Skall Christmas Card No. 2
Patricia Perales Garcia – An inner landscape
Copenhagen based Spanish artist Patricia Perales Garcia is a master within colours and her Spanish roots can easily be seen in her surroundings – from the warm clear colours used in her art pieces to the ocher yellow on the walls in her bedroom. Because waking up in a warm room is important for her well-being when living in the cold North, as she explains.
Patricia grew up in the small Spanish town Burgos and spent her school years in a catholic school run by nuns:
“I went to the same school for 15 years and to be honest I always wanted to leave Spain as I felt I was not able to fully breath in my hometown. I was longing for a clean canvas and wanted to explore the world.”
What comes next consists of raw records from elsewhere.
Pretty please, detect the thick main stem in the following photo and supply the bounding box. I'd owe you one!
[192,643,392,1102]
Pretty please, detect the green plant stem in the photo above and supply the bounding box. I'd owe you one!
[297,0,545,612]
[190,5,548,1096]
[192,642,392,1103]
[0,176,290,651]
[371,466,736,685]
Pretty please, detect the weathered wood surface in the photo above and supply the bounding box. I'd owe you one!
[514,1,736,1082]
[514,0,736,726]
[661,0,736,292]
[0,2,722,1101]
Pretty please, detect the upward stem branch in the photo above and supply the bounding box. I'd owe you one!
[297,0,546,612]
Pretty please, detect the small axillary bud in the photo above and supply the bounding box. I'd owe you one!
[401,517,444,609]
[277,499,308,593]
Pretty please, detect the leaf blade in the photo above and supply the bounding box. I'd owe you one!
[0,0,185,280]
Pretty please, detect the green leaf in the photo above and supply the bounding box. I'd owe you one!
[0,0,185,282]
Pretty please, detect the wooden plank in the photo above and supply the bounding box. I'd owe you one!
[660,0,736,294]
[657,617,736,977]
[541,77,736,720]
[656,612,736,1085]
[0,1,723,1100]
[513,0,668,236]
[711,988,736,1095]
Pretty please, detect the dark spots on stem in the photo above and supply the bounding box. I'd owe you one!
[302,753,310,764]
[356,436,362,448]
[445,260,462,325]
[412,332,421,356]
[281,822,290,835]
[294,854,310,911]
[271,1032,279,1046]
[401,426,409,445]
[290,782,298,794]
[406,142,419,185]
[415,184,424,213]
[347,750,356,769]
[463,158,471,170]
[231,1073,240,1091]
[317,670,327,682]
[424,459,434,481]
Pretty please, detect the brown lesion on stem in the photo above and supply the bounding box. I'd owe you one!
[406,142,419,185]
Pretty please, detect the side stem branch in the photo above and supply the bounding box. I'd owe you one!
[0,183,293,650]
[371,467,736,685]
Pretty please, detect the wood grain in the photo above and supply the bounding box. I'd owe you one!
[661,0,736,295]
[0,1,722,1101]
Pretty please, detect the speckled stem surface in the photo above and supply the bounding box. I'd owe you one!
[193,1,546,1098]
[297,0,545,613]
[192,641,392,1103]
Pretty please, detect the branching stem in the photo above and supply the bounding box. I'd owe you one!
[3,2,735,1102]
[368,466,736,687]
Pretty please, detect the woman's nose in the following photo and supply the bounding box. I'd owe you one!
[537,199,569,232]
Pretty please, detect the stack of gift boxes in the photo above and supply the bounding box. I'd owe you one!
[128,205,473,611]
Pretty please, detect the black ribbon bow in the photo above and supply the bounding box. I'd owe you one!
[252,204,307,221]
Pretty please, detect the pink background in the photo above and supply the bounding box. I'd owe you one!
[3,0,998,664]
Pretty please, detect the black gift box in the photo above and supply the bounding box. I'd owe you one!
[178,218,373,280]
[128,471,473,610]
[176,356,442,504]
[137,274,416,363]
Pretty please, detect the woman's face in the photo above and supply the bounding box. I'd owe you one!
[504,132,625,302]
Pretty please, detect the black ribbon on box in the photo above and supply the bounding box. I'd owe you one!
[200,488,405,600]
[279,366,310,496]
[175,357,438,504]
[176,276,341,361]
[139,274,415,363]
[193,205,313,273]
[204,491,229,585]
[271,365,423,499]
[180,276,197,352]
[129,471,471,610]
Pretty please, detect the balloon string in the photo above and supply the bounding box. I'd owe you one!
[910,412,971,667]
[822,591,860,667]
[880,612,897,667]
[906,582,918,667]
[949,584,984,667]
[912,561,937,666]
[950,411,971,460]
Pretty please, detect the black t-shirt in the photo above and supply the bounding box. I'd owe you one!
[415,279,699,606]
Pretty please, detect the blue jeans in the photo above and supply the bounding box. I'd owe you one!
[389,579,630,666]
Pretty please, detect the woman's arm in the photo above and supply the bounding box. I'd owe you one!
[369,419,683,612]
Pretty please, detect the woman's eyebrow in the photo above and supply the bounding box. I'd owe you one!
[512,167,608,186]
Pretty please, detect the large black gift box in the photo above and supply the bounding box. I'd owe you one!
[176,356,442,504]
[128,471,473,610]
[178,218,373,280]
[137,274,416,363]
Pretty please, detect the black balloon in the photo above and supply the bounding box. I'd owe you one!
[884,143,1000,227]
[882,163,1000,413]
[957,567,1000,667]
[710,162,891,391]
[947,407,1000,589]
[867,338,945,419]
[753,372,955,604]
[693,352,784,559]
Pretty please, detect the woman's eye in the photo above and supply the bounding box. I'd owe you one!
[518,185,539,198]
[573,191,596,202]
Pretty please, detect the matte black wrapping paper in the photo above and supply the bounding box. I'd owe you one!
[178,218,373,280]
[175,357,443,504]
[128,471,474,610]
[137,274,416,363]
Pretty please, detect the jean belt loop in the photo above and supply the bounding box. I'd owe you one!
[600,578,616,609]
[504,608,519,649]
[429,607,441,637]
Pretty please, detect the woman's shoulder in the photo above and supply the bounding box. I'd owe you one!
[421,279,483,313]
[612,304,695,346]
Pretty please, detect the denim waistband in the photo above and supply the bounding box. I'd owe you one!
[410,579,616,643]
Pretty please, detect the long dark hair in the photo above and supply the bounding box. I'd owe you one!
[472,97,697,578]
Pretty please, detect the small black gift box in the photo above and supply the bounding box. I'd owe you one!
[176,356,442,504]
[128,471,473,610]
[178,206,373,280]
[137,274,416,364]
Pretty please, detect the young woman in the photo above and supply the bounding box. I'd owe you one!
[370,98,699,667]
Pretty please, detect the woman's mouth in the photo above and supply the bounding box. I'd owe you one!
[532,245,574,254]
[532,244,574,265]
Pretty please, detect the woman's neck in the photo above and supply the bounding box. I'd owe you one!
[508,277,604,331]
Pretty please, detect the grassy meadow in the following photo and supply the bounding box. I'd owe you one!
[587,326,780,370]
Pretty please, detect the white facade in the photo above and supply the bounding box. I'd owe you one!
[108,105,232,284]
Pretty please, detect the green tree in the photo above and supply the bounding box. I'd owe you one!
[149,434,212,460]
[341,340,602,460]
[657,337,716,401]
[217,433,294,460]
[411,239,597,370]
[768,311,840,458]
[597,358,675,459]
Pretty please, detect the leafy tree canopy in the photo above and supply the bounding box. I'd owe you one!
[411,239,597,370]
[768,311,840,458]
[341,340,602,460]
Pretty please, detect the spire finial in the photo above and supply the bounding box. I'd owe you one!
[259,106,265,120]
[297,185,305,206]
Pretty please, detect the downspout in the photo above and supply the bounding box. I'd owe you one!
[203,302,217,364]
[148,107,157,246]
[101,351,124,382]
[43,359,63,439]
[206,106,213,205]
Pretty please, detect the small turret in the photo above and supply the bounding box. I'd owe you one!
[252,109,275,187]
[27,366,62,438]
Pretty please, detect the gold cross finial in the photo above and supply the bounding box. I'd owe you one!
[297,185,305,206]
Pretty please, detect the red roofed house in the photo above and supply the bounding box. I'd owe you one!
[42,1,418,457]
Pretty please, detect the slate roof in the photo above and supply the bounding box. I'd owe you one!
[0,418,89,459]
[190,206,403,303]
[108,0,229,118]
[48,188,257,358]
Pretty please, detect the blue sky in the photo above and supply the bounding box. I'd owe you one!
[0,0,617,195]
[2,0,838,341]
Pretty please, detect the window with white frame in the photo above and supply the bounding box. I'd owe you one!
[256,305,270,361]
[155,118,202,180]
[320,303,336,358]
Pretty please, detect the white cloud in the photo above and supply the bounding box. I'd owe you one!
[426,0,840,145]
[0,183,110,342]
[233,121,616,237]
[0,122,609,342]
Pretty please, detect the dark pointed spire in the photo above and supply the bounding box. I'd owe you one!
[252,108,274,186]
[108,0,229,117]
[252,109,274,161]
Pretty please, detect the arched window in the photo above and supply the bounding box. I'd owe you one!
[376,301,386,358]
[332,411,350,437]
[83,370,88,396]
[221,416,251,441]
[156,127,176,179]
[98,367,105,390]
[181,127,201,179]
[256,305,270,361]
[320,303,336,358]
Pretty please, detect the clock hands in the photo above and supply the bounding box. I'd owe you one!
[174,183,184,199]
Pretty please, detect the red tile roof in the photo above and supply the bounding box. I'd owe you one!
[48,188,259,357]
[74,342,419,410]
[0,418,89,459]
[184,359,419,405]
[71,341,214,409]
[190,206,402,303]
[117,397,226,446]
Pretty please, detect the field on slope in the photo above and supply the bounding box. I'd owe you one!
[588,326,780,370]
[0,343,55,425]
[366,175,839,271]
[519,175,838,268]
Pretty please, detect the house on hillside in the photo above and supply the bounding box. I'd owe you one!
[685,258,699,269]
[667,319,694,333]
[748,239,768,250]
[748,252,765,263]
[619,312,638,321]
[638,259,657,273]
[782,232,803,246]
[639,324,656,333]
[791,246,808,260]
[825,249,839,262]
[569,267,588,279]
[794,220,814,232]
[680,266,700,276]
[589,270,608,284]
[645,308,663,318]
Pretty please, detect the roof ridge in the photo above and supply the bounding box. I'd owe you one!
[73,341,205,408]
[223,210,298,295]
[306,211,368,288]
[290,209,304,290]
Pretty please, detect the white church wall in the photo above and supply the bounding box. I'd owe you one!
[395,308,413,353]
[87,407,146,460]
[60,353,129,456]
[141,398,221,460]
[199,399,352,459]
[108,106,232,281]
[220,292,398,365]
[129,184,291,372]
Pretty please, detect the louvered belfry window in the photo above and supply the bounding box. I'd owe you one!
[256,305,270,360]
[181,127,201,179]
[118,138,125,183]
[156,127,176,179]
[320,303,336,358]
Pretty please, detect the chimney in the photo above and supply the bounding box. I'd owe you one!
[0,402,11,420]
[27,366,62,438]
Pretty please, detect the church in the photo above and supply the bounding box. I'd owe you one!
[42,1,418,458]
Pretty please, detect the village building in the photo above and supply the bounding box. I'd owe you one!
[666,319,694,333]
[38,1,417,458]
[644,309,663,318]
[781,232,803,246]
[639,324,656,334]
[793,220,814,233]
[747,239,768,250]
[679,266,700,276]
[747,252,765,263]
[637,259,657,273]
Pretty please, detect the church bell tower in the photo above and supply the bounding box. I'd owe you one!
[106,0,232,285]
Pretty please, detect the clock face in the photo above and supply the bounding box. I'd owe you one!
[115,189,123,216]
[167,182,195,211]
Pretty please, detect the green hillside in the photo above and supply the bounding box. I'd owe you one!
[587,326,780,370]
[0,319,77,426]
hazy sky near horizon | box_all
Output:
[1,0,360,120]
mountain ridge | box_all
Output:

When she turned 19, she moved to Madrid to study costume design and continued her education in Florence, Italy and ended up in London working for different fashion brands. However, she soon found out that the fashion industry was not as she had expected, and she slowly started to work more intensively with her other favorite occupation: clay.
“At that point I had already worked with clay for a couple of years and wanted to find my own way within ceramics. I like when things are raw and to leave the surface open instead of covering it up. This is also the reason why I never use glazes. To me it seems so claustrophobic,” she says.
During lockdown she started to develop her signature textile panels that combine her passion for textiles and clay:
“Each day was a repetition of the day before. At the same time, I started to notice all the small differences in my everyday life,” she says. As she was unable to go to her ceramic studio, she decided to use what she had at home which included an archive of old fabrics.
“I started to create long panels sewn together by small pieces of white painted fabrics, gathered through the years. Each of them contained a story, and together they formed a canvas – or backdrop of memories – on which new stories could be unfolded. This became a symbol of both repetition and change for me.”
Currently Patricia works on some smaller reliefs also combining textiles and clay where the frame is constructed in unglazed ceramics and the canvas is made of stitched old textiles.
“I wanted the frame to be open so that the art piece is able to breath,” she says about the two sided frame and continues:
“I am very interested in how your inner place is reflected in what you are doing. Where are you coming from and where are you going. I recently did a test relief of a naked woman in a warm yellow landscape. She is moving out of the picture, still holding on to the past with a sewing needle in her hand. At the same time, the thread from the needle goes through her body, symbolizing the past and what lies ahead.”
We cannot help thinking that the test relief has a hidden reference to Patricia’s own life, also in relation to the open frame in unglazed clay that makes it possible for the piece to breath.
Could this be her own inner landscape? “I am not sure, but it could be the case,” she says.